Finally, one must also consider the influence of the aged BM microenvironment on B lymphopoiesis as it occurs in aged animals. Normal B cell development is critically dependent on the BM microenvironment, with stromal cells providing specialized niches that nurture lymphopoiesis through coordinated expression of various chemokines (e.g. SDF-1/CXCL12) and cytokines (e.g. IL-7). Very few studies have explored molecular changes in the BM microenvironment as a function of age. Stephan and coworkers  reported that stroma derived from aged animals is defective in its ability to release IL-7 and support B lymphopoiesis in culture. Furthermore, Li and colleagues  showed that when BM cells derived from young mice are transferred to lethally irradiated recipients, absolute numbers of splenic B cells (measured at 3 weeks after transfer) are reduced in aged as compared with young recipients. Therefore, these data suggest that both B lineage intrinsic and extrinsic factors may limit B lymphopoiesis in aged animals.

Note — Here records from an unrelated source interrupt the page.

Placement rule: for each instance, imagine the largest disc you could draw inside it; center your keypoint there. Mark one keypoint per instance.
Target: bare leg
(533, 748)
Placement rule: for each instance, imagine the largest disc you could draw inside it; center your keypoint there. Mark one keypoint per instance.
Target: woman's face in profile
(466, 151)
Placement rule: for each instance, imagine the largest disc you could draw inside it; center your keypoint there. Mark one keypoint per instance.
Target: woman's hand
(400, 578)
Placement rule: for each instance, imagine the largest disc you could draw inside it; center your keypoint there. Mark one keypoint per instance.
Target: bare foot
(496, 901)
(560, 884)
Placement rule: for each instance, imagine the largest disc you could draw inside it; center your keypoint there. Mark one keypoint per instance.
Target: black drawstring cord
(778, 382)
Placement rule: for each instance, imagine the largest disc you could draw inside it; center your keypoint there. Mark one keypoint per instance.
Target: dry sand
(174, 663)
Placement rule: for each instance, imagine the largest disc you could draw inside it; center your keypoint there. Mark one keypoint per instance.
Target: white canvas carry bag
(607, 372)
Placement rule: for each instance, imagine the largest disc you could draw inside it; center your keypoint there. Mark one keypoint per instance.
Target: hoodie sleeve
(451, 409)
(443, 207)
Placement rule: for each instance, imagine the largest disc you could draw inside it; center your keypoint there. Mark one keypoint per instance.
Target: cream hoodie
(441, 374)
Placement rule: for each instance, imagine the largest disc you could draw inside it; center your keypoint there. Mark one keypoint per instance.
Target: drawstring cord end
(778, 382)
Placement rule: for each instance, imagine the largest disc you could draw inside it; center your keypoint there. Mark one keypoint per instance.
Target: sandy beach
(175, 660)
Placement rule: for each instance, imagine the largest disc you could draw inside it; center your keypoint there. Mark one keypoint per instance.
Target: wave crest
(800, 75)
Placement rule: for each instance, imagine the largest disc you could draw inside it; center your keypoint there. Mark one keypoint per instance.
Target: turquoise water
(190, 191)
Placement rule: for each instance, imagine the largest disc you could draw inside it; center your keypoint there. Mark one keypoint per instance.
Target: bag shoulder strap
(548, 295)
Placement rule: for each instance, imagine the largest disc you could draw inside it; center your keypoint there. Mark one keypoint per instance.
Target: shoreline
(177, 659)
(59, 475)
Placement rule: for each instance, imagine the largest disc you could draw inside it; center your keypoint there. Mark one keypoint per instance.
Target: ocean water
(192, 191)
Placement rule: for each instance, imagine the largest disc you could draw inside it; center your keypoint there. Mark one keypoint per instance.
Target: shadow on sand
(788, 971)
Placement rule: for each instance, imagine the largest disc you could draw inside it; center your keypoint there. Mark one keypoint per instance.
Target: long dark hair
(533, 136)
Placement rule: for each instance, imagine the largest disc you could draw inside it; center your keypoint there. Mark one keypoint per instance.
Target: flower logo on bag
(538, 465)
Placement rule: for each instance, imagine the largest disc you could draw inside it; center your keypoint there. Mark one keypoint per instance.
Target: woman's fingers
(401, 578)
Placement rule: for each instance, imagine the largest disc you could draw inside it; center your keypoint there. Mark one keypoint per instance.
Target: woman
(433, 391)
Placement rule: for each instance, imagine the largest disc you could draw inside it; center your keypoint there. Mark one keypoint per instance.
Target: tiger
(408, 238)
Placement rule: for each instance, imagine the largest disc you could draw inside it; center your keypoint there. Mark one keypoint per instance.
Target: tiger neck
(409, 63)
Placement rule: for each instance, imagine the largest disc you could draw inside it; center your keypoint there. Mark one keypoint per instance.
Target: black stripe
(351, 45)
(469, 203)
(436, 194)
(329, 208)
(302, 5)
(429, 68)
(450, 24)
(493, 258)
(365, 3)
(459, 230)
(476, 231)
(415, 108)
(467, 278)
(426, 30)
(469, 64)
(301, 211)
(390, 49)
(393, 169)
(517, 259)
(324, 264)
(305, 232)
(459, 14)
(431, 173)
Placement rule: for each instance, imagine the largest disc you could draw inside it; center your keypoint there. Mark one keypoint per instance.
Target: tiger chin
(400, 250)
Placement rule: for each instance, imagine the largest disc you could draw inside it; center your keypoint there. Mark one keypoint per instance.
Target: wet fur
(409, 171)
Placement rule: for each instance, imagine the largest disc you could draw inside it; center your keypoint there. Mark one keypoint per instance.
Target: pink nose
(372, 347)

Most investigators agree that in humans, like mice, some B lymphopoiesis continues for the lifetime of the organism. It is also generally agreed that pathways of B cell development change and progenitor activity declines as humans mature from fetus to adult. In contrast, it is still a matter of debate whether adult humans undergo the further reductions in B cell output described in aged mice. As one can easily imagine, experiments using human BM are exceptionally challenging for a variety of reasons. Adult marrow specimens are often of limited availability and rarely come from normal donors. In addition, the precise surface characteristics of BM B cell developmental intermediaries are not fully defined in humans, but they clearly differ from those defined in mice. Ultimately, variations in human genotype and environmental experience, which are not found in inbred mouse strains housed under controlled conditions, confound results and potentially mask differences in B lymphopoiesis due to aging.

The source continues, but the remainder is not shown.